So far in our SALT (Speech Application Language Tags) series we have learned about the syntax of key SALT elements and their usage. We have also seen a preview of some of the applications that can be developed using SALT. In this article, "Applying SALT", we are going to go back to the drawing-board and learn about the various elements and architecture of a SALT-based Speech Solution.
Multimodal & Telephony
As we know about IVR (Interactive Voice Response), touch-tone systems and telephony-based speech applications, the majority of these applications work using Speech/touch tone input and prerecorded or synthesized speech output. What we are really using here is a single modality "speech" (either as both input/output in case of interactive speech recognition or just touch-tone input and speech output in case of touch-tone style applications). Multimodality is where we can utilize more than one mode of the user interface with the application, similar to our normal human communications with each other.
For instance, consider an application which allows us to get driving directions.
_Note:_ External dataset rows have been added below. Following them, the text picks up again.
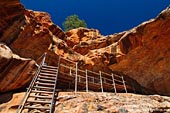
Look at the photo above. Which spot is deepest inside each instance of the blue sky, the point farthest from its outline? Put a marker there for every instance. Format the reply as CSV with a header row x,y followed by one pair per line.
x,y
108,16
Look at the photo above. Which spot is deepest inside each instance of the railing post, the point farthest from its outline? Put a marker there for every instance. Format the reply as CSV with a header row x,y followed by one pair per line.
x,y
124,84
101,81
114,85
76,77
70,71
133,87
43,61
86,82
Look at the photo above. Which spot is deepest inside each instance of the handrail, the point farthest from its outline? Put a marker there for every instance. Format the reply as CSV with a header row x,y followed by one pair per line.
x,y
91,72
55,86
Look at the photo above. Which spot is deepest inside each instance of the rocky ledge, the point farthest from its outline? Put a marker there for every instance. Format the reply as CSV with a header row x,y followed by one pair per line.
x,y
94,102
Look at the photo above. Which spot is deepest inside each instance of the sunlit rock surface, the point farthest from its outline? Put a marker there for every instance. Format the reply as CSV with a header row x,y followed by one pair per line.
x,y
94,102
140,54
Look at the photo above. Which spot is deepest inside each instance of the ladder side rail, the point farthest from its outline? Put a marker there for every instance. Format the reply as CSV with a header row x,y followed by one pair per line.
x,y
55,86
124,84
20,108
76,77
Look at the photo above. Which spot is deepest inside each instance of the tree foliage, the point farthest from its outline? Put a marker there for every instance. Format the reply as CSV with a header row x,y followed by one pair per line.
x,y
73,22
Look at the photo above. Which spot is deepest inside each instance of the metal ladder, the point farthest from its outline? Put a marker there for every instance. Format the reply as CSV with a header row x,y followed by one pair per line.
x,y
41,94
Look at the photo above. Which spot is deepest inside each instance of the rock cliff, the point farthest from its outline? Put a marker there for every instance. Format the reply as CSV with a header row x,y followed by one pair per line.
x,y
141,54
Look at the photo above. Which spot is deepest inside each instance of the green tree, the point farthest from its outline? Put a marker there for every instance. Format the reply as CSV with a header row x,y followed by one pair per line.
x,y
73,22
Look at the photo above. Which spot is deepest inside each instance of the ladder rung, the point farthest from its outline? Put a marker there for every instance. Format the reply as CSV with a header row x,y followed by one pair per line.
x,y
45,80
34,107
45,84
43,87
43,97
36,101
35,91
45,71
53,67
54,75
45,77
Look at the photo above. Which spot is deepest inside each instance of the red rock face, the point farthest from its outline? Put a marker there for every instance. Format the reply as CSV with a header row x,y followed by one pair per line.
x,y
147,58
141,54
12,18
15,72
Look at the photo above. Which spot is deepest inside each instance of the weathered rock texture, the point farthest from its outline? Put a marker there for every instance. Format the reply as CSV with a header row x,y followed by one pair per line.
x,y
18,71
141,54
99,103
147,54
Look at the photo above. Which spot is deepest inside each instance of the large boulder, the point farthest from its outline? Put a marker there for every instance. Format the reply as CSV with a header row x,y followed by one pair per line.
x,y
15,72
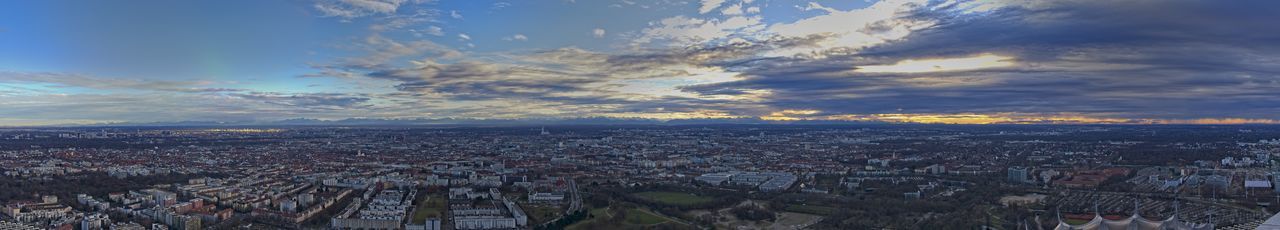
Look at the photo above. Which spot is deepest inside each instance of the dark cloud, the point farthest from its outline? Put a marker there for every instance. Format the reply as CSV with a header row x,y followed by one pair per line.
x,y
1137,59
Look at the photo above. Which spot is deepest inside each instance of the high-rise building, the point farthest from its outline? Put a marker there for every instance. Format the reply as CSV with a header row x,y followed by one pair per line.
x,y
1018,174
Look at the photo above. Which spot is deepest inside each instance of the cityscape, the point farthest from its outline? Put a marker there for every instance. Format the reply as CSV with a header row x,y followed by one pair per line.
x,y
639,115
641,176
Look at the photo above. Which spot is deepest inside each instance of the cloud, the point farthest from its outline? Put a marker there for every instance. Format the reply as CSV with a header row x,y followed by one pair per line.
x,y
598,32
516,37
1102,60
350,9
708,5
68,79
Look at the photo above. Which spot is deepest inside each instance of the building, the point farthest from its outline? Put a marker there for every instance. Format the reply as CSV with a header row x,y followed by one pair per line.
x,y
96,221
1018,174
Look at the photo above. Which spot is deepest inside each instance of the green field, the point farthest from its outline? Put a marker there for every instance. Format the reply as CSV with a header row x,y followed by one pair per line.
x,y
432,208
673,198
636,216
540,214
599,215
813,210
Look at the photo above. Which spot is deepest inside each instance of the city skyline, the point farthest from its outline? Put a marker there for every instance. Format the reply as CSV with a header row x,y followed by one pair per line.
x,y
1182,61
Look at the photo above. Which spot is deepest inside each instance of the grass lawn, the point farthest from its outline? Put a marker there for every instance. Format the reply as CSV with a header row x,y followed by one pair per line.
x,y
432,208
673,198
600,214
636,216
540,214
813,210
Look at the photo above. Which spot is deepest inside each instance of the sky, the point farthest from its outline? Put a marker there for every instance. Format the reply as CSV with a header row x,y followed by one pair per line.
x,y
993,61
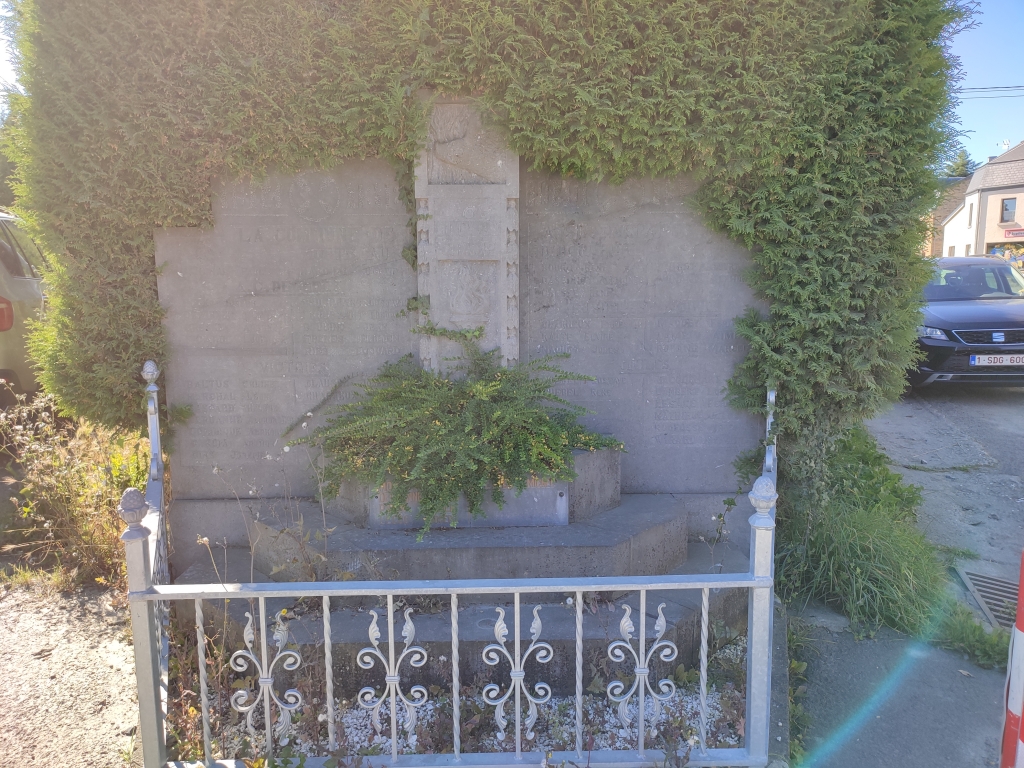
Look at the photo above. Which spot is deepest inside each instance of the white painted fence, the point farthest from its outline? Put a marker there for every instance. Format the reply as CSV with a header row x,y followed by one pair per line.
x,y
150,593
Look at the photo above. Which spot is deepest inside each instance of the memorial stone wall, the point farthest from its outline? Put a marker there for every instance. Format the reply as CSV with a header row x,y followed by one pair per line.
x,y
300,283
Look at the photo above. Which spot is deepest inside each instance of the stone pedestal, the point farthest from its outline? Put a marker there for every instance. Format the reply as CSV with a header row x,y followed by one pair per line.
x,y
467,198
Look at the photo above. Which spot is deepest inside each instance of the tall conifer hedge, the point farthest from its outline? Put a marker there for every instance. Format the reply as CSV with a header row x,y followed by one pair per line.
x,y
812,125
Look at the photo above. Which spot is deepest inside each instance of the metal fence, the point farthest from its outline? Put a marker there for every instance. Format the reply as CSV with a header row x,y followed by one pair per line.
x,y
268,655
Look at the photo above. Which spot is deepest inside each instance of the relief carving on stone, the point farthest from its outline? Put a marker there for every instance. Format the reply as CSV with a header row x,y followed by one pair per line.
x,y
461,152
470,287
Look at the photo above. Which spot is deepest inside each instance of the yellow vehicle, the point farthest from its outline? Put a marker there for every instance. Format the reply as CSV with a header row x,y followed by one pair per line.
x,y
20,298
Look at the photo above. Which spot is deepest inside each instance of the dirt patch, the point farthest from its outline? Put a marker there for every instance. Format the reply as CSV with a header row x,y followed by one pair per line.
x,y
68,669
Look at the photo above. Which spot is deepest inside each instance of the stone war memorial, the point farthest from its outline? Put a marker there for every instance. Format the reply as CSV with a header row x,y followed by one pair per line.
x,y
296,296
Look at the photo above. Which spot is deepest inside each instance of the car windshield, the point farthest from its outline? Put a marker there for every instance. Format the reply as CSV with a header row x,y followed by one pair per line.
x,y
973,282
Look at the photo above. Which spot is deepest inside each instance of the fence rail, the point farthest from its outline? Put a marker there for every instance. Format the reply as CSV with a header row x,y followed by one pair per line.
x,y
268,653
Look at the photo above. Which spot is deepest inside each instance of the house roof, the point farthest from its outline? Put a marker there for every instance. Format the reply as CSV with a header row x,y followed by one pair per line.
x,y
1006,170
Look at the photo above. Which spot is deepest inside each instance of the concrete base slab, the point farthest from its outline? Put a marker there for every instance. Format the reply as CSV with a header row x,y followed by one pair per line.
x,y
646,535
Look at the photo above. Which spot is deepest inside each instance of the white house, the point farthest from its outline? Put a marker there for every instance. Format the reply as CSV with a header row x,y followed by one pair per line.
x,y
988,218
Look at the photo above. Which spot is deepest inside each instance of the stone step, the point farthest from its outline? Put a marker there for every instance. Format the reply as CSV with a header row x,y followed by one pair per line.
x,y
644,536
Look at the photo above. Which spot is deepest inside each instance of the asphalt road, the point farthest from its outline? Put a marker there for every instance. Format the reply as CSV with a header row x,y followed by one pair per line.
x,y
891,700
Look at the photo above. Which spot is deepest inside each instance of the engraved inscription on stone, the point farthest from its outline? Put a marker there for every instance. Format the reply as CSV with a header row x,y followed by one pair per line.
x,y
629,282
297,286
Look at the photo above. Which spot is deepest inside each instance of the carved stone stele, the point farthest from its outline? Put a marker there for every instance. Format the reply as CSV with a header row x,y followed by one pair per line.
x,y
467,196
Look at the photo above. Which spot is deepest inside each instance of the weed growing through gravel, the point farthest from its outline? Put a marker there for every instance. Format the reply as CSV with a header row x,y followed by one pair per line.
x,y
861,552
960,631
555,729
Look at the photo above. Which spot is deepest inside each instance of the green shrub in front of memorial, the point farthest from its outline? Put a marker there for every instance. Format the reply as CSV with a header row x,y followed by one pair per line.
x,y
474,430
813,127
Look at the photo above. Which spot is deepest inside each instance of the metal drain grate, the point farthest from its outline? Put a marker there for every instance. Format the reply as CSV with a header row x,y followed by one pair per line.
x,y
997,597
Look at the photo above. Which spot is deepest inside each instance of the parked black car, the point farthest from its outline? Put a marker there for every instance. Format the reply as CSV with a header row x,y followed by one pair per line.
x,y
973,326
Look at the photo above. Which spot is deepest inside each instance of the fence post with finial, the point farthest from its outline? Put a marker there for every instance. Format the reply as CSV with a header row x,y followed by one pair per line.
x,y
144,627
759,620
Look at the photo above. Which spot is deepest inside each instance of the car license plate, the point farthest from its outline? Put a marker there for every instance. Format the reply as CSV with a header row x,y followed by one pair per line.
x,y
997,359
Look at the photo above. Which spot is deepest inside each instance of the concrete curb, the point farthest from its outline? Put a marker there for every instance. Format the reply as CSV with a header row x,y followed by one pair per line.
x,y
778,728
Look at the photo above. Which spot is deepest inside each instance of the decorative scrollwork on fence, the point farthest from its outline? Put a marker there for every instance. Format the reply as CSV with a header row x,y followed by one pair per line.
x,y
289,660
493,654
370,655
666,650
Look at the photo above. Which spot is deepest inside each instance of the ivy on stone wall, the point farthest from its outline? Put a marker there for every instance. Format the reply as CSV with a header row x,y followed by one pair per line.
x,y
812,126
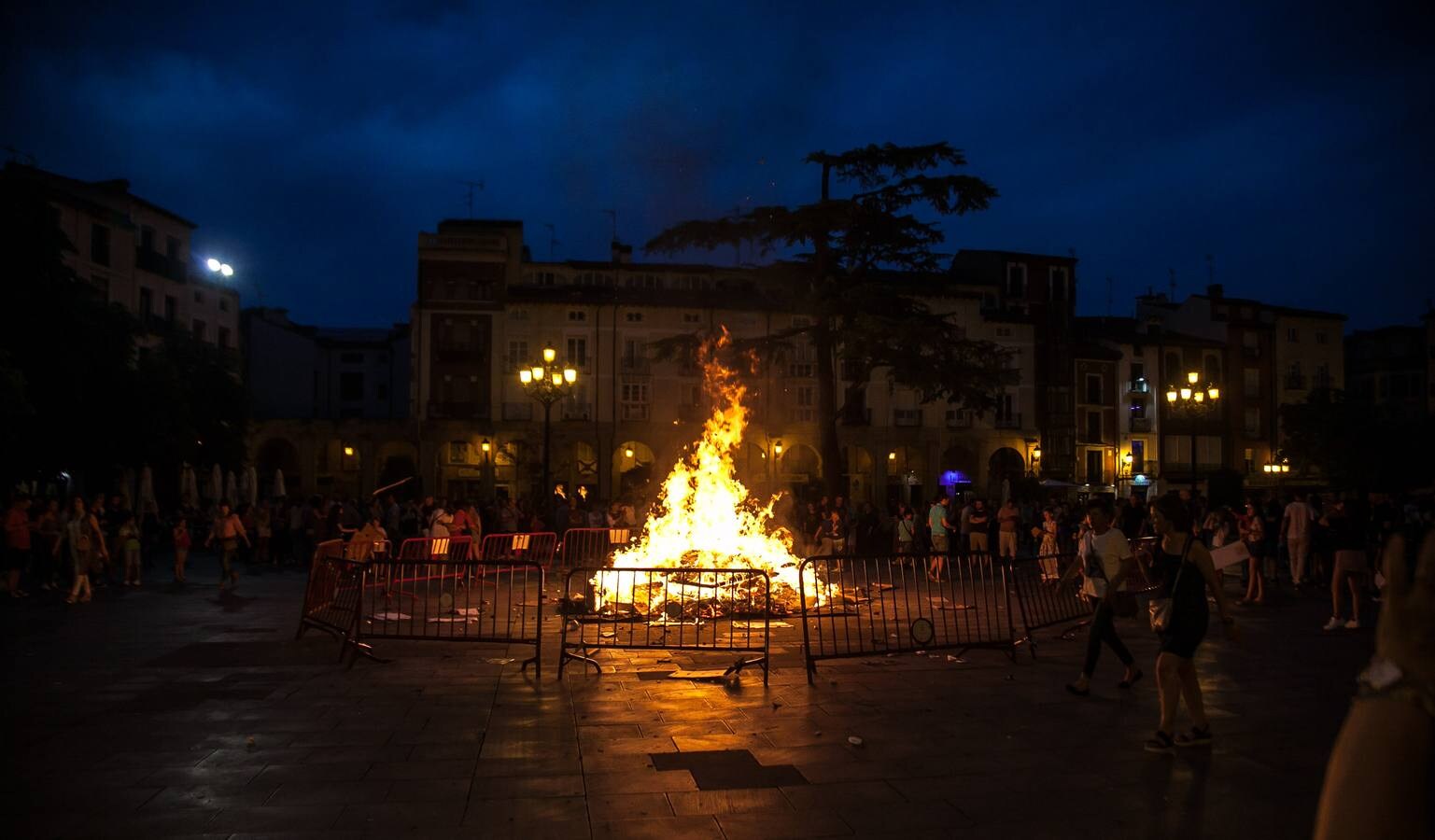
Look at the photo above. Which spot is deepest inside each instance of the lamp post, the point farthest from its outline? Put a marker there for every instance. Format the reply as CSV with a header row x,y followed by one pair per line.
x,y
1194,403
547,385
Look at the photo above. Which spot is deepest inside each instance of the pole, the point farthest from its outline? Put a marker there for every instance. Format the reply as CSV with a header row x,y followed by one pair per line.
x,y
547,420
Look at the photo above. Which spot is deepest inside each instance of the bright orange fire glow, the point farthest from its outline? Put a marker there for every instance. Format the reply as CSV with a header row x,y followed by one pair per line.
x,y
705,516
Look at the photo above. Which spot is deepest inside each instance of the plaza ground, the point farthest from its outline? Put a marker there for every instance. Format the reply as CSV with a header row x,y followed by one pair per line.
x,y
184,711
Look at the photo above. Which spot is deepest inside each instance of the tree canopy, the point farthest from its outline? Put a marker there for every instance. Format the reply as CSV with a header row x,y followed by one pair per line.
x,y
865,275
82,387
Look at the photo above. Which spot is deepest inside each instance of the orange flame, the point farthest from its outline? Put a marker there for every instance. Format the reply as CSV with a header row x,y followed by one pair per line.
x,y
705,516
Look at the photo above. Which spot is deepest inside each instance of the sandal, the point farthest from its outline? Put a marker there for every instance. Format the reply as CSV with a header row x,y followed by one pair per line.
x,y
1160,743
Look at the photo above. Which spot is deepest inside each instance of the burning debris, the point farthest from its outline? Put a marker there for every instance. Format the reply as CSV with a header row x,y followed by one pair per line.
x,y
703,525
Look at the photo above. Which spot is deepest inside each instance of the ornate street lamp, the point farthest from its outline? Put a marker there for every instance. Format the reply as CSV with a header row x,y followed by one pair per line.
x,y
1194,401
547,385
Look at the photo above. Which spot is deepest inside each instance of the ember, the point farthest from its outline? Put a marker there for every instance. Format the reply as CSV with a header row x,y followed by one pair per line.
x,y
705,521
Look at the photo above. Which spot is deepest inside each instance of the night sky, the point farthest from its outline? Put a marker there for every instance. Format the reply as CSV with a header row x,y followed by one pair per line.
x,y
1288,141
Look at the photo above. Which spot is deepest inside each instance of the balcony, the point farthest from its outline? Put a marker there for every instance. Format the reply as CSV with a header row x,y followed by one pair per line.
x,y
635,364
458,355
518,411
157,262
451,411
857,416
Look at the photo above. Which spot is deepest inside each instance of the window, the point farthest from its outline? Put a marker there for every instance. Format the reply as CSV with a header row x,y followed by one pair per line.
x,y
99,244
1093,388
579,352
350,385
1252,422
1060,286
1016,280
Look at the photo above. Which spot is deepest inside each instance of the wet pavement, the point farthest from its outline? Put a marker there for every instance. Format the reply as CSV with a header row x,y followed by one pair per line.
x,y
182,711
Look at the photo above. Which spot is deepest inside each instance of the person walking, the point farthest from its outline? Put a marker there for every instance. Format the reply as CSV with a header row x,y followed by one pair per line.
x,y
181,542
86,542
130,543
1295,531
1253,534
18,532
229,531
1105,562
1348,542
940,526
1007,519
1186,571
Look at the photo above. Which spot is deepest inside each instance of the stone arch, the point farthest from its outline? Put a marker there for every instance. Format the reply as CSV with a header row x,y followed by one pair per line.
x,y
1005,469
398,460
801,459
633,468
278,454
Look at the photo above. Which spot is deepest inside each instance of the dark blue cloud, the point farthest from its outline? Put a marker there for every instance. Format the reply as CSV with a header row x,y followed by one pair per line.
x,y
1287,141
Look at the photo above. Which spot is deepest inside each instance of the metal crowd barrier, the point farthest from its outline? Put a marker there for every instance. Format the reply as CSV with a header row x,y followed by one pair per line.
x,y
331,593
520,548
1044,601
592,546
722,611
470,601
887,604
437,548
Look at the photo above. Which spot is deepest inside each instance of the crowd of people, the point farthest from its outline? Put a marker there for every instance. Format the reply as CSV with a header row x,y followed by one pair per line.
x,y
77,546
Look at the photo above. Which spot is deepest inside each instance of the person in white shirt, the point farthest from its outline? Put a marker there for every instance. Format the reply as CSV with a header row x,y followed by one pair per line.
x,y
1105,562
1295,532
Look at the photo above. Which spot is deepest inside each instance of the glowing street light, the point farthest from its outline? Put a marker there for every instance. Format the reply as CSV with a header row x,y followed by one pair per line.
x,y
547,387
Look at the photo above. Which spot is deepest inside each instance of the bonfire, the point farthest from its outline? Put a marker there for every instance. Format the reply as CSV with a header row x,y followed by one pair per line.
x,y
705,519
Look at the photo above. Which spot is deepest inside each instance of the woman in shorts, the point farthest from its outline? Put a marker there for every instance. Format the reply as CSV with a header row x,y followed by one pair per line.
x,y
1186,571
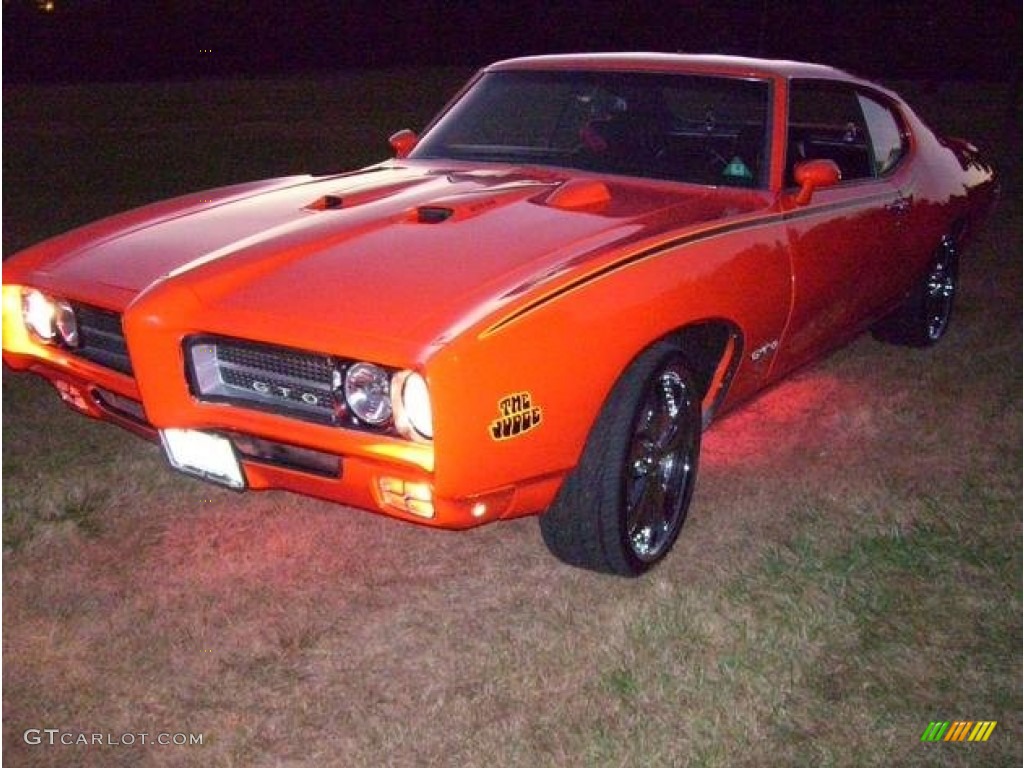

While it is typically easier to speak the start and destination addresses aloud (or better yet, even shortcuts like: my home, my office, my doctor's office--based on my previously established profile), the turn-by-turn and overall directions are typically best viewed through a map and probably a summary of turn-by-turn directions as well, something similar to what we are used to seeing at MapQuest's web site.
In essence, a multimodal application, when executed on a desktop device, would be an application very similar to MapQuest but would allow the user to talk/listen to the system for parts of the application's input/output as well. For instance, the starting and destination addresses are multimodal. Now imagine this same application using the same interface on a wireless PDA. Now we are talking about a true mobile/multimodal application. If we let our imaginations go a little bit wilder, we could easily extend the same application to the dashboard of our car or any other device we can imagine working with...that's really the vision, which given the current state of technology isn't far away. Another modality that can be added to the example application would be a pointing device which would zoom the map, focusing on that particular location.
So how does SALT fit in with all of this? Well, SALT has been built upon the technology that is required for applications to be deployed in a telephony and/or multimodal context.
Let's say we are all set to go and implement our next generation interactive speech driven SALT-based application. How should the architecture be designed? As we can see in the diagram below, the application architecture for deploying SALT-based applications is similar to that of a web application, with two major differences. In this scenario the web application is also capable of delivering SALT-based dynamic speech applications (if the appropriate browser is capable of handling SALT, e.g. through an add-on or natively) and the presence of a stack which represents a set of technologies broadly representing the integration of speech recognition/synthesis and telephony platforms.
Note: this diagram is really a conceptual representation, and where the SALT browser/interpreter and speech recognition/synthesis components specifically fit in depends on the capabilities of the end-user device/browser. Actual implementation of the SALT stack may vary based on vendor implementations.